Si affollarono i ricordi. Gli tornò in mente che aveva trovato Byra nella sua stanza, bevuto il liquore drogato; che lo avevano trasportato al consolato siriano. Giorni bui di un interrogatorio senza fine, un tormento continuo, una macchina per sondare il cervello sulla sua testa…

La salvezza improvvisa da parte di uno sconosciuto. Poi il sonno. I suoi ricordi finivano lì.

Distrutto, scese dal letto quasi strisciando, si guardò allo specchio. Era spaventosamente malconcio. Linee scure gli circondavano gli occhi, come tracciate da una matita; la pelle del viso era cascante sotto il mento, tesa fino allo spasimo in altri punti. Aveva un aspetto ancora peggiore di quando, pochi giorni prima, si era risvegliato sulla nave.

Sulla sedia accanto al letto c’era una busta. La raccolse con una smorfia, la toccò. Era chiusa e indirizzata a lui. Ne uscirono svolazzando, due biglietti da cinque crediti, assieme a un foglio. Appoggiò le banconote sul letto, spiegò il foglio e si mise a leggere.

Secondodì pomeriggio. Da me stesso a un me stesso più giovane. Da Ewing sub-uno all’uomo che io chiamo Ewing-sub-due…

Per quanto si sentisse ancora intontito, leggendo il messaggio si svegliò del tutto. La sua prima reazione furono rabbia e incredulità; poi, carezzandosi il mento, si mise a riflettere su alcuni giri di frase, su un certo uso della punteggiatura. Quando dettava alla vocescrivente, aveva uno stile piuttosto preciso. E quella era un’imitazione ottima, oppure era davvero il suo stile.

Nel qual caso…

Mise in funzione l’apparecchio interno di comunicazione e chiese: «Che giorno è oggi, per favore?». Parlando con un robot, non esisteva il timore del ridicolo.

«Quartodì tredici quintomese», gli risposero.

«Grazie.

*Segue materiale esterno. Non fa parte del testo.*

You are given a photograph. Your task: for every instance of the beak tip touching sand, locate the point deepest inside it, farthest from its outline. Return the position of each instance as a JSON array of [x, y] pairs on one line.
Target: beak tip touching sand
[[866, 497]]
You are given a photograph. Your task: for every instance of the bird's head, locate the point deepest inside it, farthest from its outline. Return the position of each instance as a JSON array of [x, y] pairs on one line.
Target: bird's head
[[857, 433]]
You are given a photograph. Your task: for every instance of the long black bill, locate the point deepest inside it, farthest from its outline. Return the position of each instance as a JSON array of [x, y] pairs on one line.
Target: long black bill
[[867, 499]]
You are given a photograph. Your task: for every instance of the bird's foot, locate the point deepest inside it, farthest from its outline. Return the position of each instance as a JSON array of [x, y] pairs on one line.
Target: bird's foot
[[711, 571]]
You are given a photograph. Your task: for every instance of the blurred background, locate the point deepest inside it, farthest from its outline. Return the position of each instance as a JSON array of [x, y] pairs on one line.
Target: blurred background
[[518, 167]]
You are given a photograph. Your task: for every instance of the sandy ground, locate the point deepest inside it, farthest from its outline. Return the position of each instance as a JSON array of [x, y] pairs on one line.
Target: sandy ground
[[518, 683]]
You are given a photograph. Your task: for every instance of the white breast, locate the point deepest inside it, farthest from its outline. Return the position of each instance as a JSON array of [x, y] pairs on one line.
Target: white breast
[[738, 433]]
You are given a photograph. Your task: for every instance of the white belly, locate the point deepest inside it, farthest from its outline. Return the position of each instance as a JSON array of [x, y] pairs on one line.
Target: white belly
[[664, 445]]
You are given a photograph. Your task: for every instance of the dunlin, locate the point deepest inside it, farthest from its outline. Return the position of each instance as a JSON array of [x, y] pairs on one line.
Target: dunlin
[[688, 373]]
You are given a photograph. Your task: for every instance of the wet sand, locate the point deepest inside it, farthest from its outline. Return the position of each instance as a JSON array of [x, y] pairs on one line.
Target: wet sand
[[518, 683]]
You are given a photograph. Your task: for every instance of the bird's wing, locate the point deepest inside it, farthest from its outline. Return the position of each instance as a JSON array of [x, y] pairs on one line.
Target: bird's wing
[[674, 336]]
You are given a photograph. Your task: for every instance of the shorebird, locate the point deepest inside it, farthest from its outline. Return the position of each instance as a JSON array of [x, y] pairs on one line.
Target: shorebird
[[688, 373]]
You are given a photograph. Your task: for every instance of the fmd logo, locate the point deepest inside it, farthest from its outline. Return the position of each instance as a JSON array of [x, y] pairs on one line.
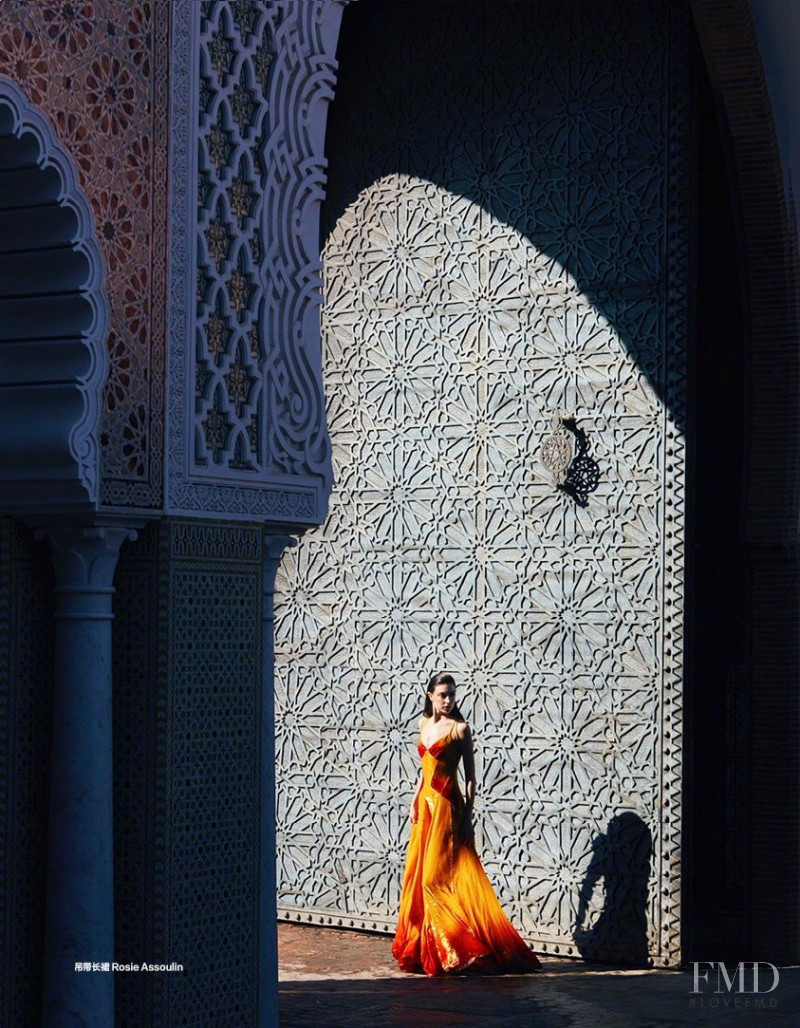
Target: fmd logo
[[744, 984]]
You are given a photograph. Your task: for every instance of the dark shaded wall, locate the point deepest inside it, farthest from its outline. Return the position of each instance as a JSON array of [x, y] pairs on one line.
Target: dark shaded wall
[[26, 714], [187, 744]]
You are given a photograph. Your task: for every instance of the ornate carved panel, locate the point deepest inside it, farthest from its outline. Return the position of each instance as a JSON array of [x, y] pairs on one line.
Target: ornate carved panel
[[188, 814], [53, 318], [251, 83], [99, 70], [507, 245]]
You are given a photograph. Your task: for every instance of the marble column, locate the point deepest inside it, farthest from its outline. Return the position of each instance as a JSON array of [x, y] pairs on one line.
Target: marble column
[[79, 917], [267, 992]]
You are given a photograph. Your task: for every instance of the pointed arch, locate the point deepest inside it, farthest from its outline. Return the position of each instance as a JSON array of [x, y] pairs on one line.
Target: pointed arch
[[53, 318]]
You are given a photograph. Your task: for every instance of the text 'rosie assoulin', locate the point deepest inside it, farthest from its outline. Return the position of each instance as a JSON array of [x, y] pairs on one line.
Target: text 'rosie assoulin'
[[147, 966]]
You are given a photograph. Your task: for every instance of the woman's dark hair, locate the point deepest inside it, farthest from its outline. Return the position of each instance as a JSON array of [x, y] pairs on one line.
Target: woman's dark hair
[[440, 678]]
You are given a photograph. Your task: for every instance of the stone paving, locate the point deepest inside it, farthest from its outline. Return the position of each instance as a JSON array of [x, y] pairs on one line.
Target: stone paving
[[330, 978]]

È possibile consultare i notiziari di secondodì undici?».

«Se vuole la metto in comunicazione con l’archivio», suggerì il robot.

«Benissimo». Fra sé e sé, Ewing pensò: è una follia. Quel messaggio dev’essere falso.

Udì il clic-clic-clic dei relè che scattavano, poi un’altra voce di robot disse: «Archivio. In cosa possiamo esserle utili?».

«Mi interessa il testo di una notizia relativa a un fatto accaduto secondodì pomeriggio. Il corto circuito di un energitron nell’atrio del Grand Valloin Hotel».

Il robot disse, quasi istantaneamente: «Ho qui la notizia. Gliela devo leggere?».